Research Meet

Systems Engineering and Beyond

(2 July 2020)

On Thursday 2 July High Tech Systems Center organized the online Research Meet 'Systems Engineering and Beyond'. In this online Research Meet, we have updated you on developments at TU/e regarding Systems Engineering, Digital Engineering and Artificial Intelligence. Each of the terms may sound familiar to you, at the High Tech Systems Center we believe they are strongly connected and together will be at the basis of improved ways of working for the development of high-tech systems.

Please find below the abstracts and the presentations.

Systems Engineering and System Thinking

Systems Engineering (SE) has been a key element of the strategy of HTSC since the center was officially kicked off in early 2015. We have identified that SE, in addition to multi-disciplinary working, is required to deal with the challenges inherent in the development and realization of technical systems of increasing complexity. An important element of SE is systems thinking, a skill required to solve problems in complex systems. In high-tech equipment development, we use a special flavor of SE that has evolved over decades in our ecosystem and enabled us to develop the world’s most complex equipment. This presentation will discuss aspects of our special flavor of SE, challenges of the current state-of-practice and how HTSC intends to train and further improve the SE way-of-working, equipping future engineers with important skills to deal with increasing complexity.

Ton Peijnenburga.t.a.peijnenburg@tue.nl
Fellow TU/e HTSC and Deputy General Manager VDL-ETG

Digital Engineering

In high tech systems engineering, the collaboration between data and models of various disciplines is crucial. In current engineering practice, silos of computerization are present by a variety of tools. The transfer of tooling results, the cross-disciplinary and cross-paradigm interaction between models and the interpretation and feedback of data generated by virtualized or operational systems are largely left to human intervention. Digital engineering will further improve the efficiency of engineering processes. It in addition enables the application of Artificial Intelligence (AI) to support engineering processes (AI4SE) and to develop next generation systems (SE4AI). However, where humans are very flexible in the interpretation of languages, computers are not. This presentation will address how this further digitalization of multi-disciplinary engineering processes will impact systems engineering.

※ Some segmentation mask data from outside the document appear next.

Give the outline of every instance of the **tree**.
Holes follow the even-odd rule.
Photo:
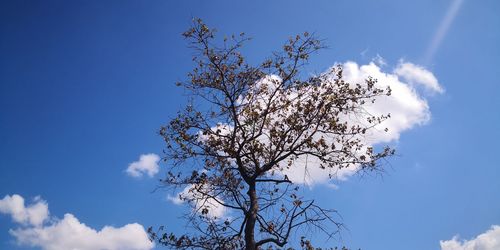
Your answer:
[[[363,106],[390,89],[376,88],[372,78],[348,83],[340,66],[305,77],[310,55],[324,48],[308,33],[290,38],[257,66],[240,53],[249,40],[243,33],[218,45],[215,31],[197,19],[183,36],[196,66],[178,83],[190,94],[189,104],[160,129],[168,165],[161,181],[184,189],[179,199],[192,206],[187,218],[197,233],[150,228],[150,236],[179,249],[250,250],[284,247],[299,228],[337,233],[342,224],[335,210],[301,196],[300,183],[287,173],[320,168],[334,177],[343,168],[377,170],[394,150],[376,150],[364,136],[390,115],[372,116]],[[230,216],[214,213],[221,208]]]

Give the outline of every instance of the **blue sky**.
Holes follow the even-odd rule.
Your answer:
[[[193,17],[219,34],[253,37],[244,48],[250,62],[309,31],[329,45],[311,73],[382,57],[380,71],[419,65],[444,89],[414,86],[430,119],[401,129],[382,176],[312,187],[348,227],[327,244],[417,250],[500,241],[498,13],[494,0],[1,1],[0,249],[50,249],[19,245],[15,232],[71,218],[116,234],[141,225],[183,230],[185,208],[152,192],[161,164],[153,177],[126,169],[143,154],[161,156],[158,128],[186,101],[174,82],[192,68],[180,34]],[[16,214],[8,204],[19,197],[25,207]],[[43,223],[27,212],[47,204]]]

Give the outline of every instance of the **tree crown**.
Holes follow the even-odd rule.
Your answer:
[[[257,249],[283,247],[303,227],[335,234],[335,210],[302,197],[290,173],[320,168],[334,178],[343,168],[378,169],[394,150],[377,151],[364,137],[390,115],[370,115],[364,105],[391,90],[373,78],[346,82],[340,66],[304,77],[310,55],[324,48],[307,32],[257,66],[240,53],[249,40],[243,33],[216,44],[215,31],[196,19],[183,36],[195,67],[178,85],[192,98],[160,129],[168,162],[162,183],[184,188],[179,199],[192,206],[198,234],[150,235],[174,248]]]

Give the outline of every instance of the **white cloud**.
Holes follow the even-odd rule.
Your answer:
[[[49,207],[40,197],[35,197],[34,204],[24,205],[24,198],[14,194],[0,200],[0,213],[9,214],[17,223],[39,226],[49,217]]]
[[[424,86],[437,93],[442,92],[442,87],[430,71],[412,63],[397,65],[394,72],[399,72],[399,74],[384,72],[376,62],[358,65],[348,61],[343,63],[342,67],[344,80],[347,82],[363,84],[365,79],[371,76],[378,80],[376,87],[385,89],[389,86],[392,90],[391,96],[381,96],[375,103],[365,105],[367,114],[375,116],[391,114],[390,119],[362,138],[367,146],[397,141],[404,131],[424,125],[430,120],[429,105],[426,99],[413,88],[414,84],[425,84]],[[400,78],[399,75],[404,77]],[[366,117],[361,115],[346,119],[363,124]],[[388,132],[385,132],[384,128],[388,128]],[[323,170],[316,167],[317,165],[319,165],[317,159],[303,157],[295,162],[294,167],[286,169],[284,173],[295,183],[312,185],[328,183],[329,174],[338,180],[345,180],[358,171],[356,167]]]
[[[454,236],[451,240],[439,242],[441,250],[497,250],[500,249],[500,226],[491,229],[471,240],[459,240]]]
[[[176,196],[167,196],[167,200],[171,201],[176,205],[184,204],[184,202],[189,202],[192,205],[193,211],[200,213],[206,208],[208,213],[206,214],[210,218],[223,218],[227,212],[227,209],[222,200],[215,200],[213,198],[208,198],[206,195],[198,192],[194,185],[188,185],[179,192]],[[219,201],[219,202],[218,202]]]
[[[378,127],[375,127],[375,129],[367,131],[364,137],[360,138],[363,140],[363,144],[366,145],[366,147],[397,141],[404,131],[412,129],[415,126],[424,125],[430,120],[431,113],[427,101],[424,96],[418,93],[417,89],[414,88],[415,84],[423,84],[428,89],[437,93],[442,92],[442,87],[434,75],[421,66],[400,62],[395,69],[390,69],[389,72],[385,72],[379,65],[386,65],[385,61],[380,56],[374,58],[371,63],[366,65],[358,65],[351,61],[342,64],[343,78],[346,82],[352,84],[365,84],[365,80],[368,77],[373,77],[377,79],[375,87],[379,89],[390,87],[392,90],[390,96],[380,96],[375,103],[370,102],[365,104],[363,108],[366,112],[343,117],[345,121],[353,123],[353,125],[360,124],[363,126],[370,126],[367,117],[387,115],[390,113],[390,119],[384,121],[382,124],[378,125]],[[257,82],[255,88],[256,90],[272,90],[280,81],[281,79],[279,77],[270,75]],[[268,92],[264,92],[264,95],[266,93]],[[305,94],[306,93],[300,94],[294,92],[284,93],[283,98],[298,100],[296,98],[297,96],[304,96]],[[254,102],[258,103],[264,102],[266,96],[263,96],[263,94],[255,94],[251,95],[251,98],[253,98],[252,100]],[[244,103],[249,100],[240,98],[238,101],[239,103]],[[283,116],[270,116],[268,120],[281,119],[279,117]],[[270,123],[272,124],[273,122]],[[388,132],[385,131],[385,128],[388,128]],[[206,141],[211,137],[216,138],[217,135],[227,134],[232,130],[232,127],[227,124],[217,124],[212,130],[219,132],[210,135],[203,135],[200,132],[199,140]],[[264,134],[265,133],[266,132],[264,132]],[[263,135],[259,140],[265,145],[264,147],[272,147],[271,145],[266,145],[270,143],[267,138],[269,138],[269,136]],[[327,140],[330,139],[331,138],[327,138]],[[317,158],[301,156],[293,162],[290,168],[281,166],[283,170],[278,170],[275,173],[281,175],[282,178],[286,175],[289,180],[297,184],[326,184],[326,186],[336,189],[338,188],[336,185],[337,182],[333,183],[331,178],[346,180],[359,170],[359,166],[325,170],[319,168],[319,165],[320,162]],[[206,206],[209,208],[208,215],[218,218],[225,216],[224,213],[227,211],[227,209],[217,201],[197,193],[192,185],[185,187],[177,196],[168,196],[167,199],[177,205],[189,201],[191,205],[193,205],[192,207],[195,211],[200,211],[202,206]],[[193,204],[193,202],[195,203]]]
[[[383,129],[374,130],[373,134],[366,138],[370,144],[398,140],[402,132],[429,121],[431,113],[427,101],[412,88],[411,83],[399,79],[395,74],[383,72],[373,62],[367,65],[346,62],[343,68],[344,79],[348,82],[362,84],[371,76],[377,79],[376,87],[381,89],[390,87],[392,90],[390,96],[380,96],[375,103],[365,105],[365,109],[371,115],[391,114],[391,118],[380,125],[380,128],[388,128],[389,131],[386,133]],[[425,69],[415,73],[432,74]]]
[[[138,161],[128,165],[126,172],[128,175],[137,178],[145,174],[153,177],[160,170],[159,161],[160,157],[156,154],[143,154],[139,157]]]
[[[417,89],[414,88],[415,84],[422,84],[427,89],[433,92],[442,93],[443,88],[440,86],[436,77],[425,68],[408,63],[400,62],[395,69],[392,70],[393,73],[384,72],[380,67],[386,65],[382,57],[377,56],[373,61],[366,65],[358,65],[355,62],[345,62],[342,64],[343,68],[343,79],[346,82],[354,84],[366,84],[365,80],[368,77],[377,79],[375,87],[379,89],[386,89],[390,87],[392,94],[390,96],[380,96],[377,98],[375,103],[369,102],[363,106],[364,113],[353,114],[351,116],[343,117],[343,119],[349,123],[360,124],[362,126],[370,126],[367,121],[369,116],[381,116],[390,113],[391,118],[379,124],[375,129],[367,131],[364,137],[360,138],[363,140],[363,144],[368,146],[375,146],[377,144],[386,144],[390,142],[397,141],[404,131],[414,128],[418,125],[426,124],[431,117],[429,106],[423,95],[418,93]],[[335,77],[335,76],[332,76]],[[400,78],[401,77],[401,78]],[[270,89],[276,87],[276,85],[281,81],[281,79],[275,75],[269,75],[255,85],[256,92],[258,93],[260,89]],[[332,81],[333,82],[333,81]],[[328,83],[325,83],[328,84]],[[254,94],[251,95],[252,100],[255,103],[264,102],[266,100],[266,93],[272,91],[264,91],[264,94]],[[306,93],[280,93],[283,98],[289,98],[290,100],[299,100],[297,96],[304,96]],[[247,99],[240,98],[239,103],[244,103],[249,101]],[[273,121],[275,119],[281,119],[279,115],[269,116],[268,120]],[[269,122],[273,123],[273,122]],[[385,131],[385,128],[388,131]],[[210,135],[203,135],[200,132],[199,140],[206,141],[211,137],[216,137],[218,135],[227,134],[232,130],[232,127],[227,124],[217,124],[212,128],[213,131],[219,131],[218,133],[213,133]],[[263,135],[259,138],[260,142],[263,143],[264,147],[272,147],[269,144],[268,135]],[[213,139],[213,138],[212,138]],[[326,138],[326,140],[335,140],[335,138]],[[335,143],[333,141],[333,143]],[[286,163],[283,163],[286,164]],[[353,175],[359,170],[359,166],[353,166],[350,168],[342,169],[321,169],[318,166],[320,162],[315,157],[301,156],[293,162],[290,168],[286,166],[281,166],[282,170],[278,170],[275,173],[281,176],[286,175],[286,177],[296,184],[326,184],[331,188],[338,188],[338,186],[331,182],[331,178],[336,180],[346,180],[349,176]],[[284,177],[283,177],[284,178]],[[203,206],[209,209],[209,216],[214,216],[221,218],[227,209],[217,201],[207,198],[203,194],[198,193],[193,186],[187,186],[185,189],[177,194],[177,196],[168,196],[168,200],[174,204],[183,204],[185,201],[189,201],[193,205],[195,211],[200,211]],[[194,204],[193,204],[194,202]],[[223,201],[221,201],[223,202]]]
[[[418,88],[415,88],[415,85],[423,85],[428,90],[426,93],[443,92],[443,88],[434,74],[422,66],[400,61],[394,69],[390,69],[390,71],[386,72],[382,70],[379,65],[387,66],[381,56],[373,58],[373,61],[366,65],[358,65],[352,61],[342,64],[343,79],[346,82],[352,83],[353,85],[363,85],[366,84],[365,80],[368,77],[372,77],[377,79],[375,87],[380,89],[390,87],[392,90],[391,96],[380,96],[375,103],[368,102],[365,104],[363,106],[364,113],[350,114],[342,118],[352,125],[359,124],[368,127],[370,126],[367,121],[368,117],[391,115],[390,119],[379,124],[375,129],[369,130],[364,137],[359,138],[366,147],[397,141],[404,131],[418,125],[424,125],[430,120],[431,112],[427,100],[423,94],[418,92]],[[335,79],[335,75],[331,77]],[[258,94],[251,95],[252,100],[255,103],[264,102],[267,98],[265,95],[272,91],[264,91],[261,93],[259,90],[272,90],[280,81],[281,79],[275,75],[269,75],[258,81],[255,85],[255,90]],[[307,93],[295,92],[280,94],[283,95],[283,98],[288,98],[290,100],[299,100],[296,98],[297,96],[307,95]],[[245,101],[249,100],[239,100],[241,103]],[[283,117],[283,115],[270,116],[268,120],[273,121],[281,119],[279,117]],[[273,122],[270,123],[272,124]],[[388,129],[388,132],[385,131],[385,128]],[[215,129],[221,131],[219,134],[225,134],[231,127],[224,124],[218,124],[214,127],[214,130]],[[205,136],[200,138],[201,140],[207,140],[208,137]],[[262,135],[259,140],[266,145],[269,144],[267,138],[268,136]],[[334,140],[332,143],[335,143],[335,138],[325,139]],[[264,147],[272,147],[272,145]],[[316,157],[301,156],[294,161],[290,168],[282,166],[284,170],[278,174],[286,175],[292,182],[298,184],[326,184],[329,183],[330,178],[345,180],[347,177],[356,173],[359,167],[354,166],[343,169],[323,170],[318,167],[319,165],[320,162]]]
[[[432,92],[444,92],[444,89],[439,85],[434,74],[422,66],[408,62],[400,62],[396,69],[394,69],[394,73],[410,84],[421,84]]]
[[[72,214],[65,214],[62,220],[48,226],[13,229],[10,233],[19,244],[37,246],[45,250],[153,248],[146,231],[137,223],[119,228],[105,226],[96,231],[81,223]]]
[[[19,212],[30,209],[37,212],[26,212],[26,216]],[[9,230],[20,245],[43,250],[149,250],[154,247],[144,227],[137,223],[119,228],[105,226],[97,231],[69,213],[62,220],[49,219],[47,202],[41,198],[24,207],[23,197],[7,195],[0,200],[0,212],[11,214],[14,221],[22,225]]]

Marc Hamilton, m.a.m.hamilton@tue.nl
Fellow TU/e HTSC and MDE Expert at Altran Netherlands

AI in Engineering

Recent developments in the field of Artificial Intelligence led to a new mature technology called ‘deep learning’. Deep learning is a combination of big data, supercomputing and algorithm innovations. The technology had many breakthroughs by outperforming human experts in areas such as vision, speech recognition and game play. This presentation explores the possibilities of AI for engineering. AI seems a new tool for the engineer to deal with the ever growing engineering design challenges on precision, productivity and intelligence. However, many barriers need to be taken before the engineer can start applying AI.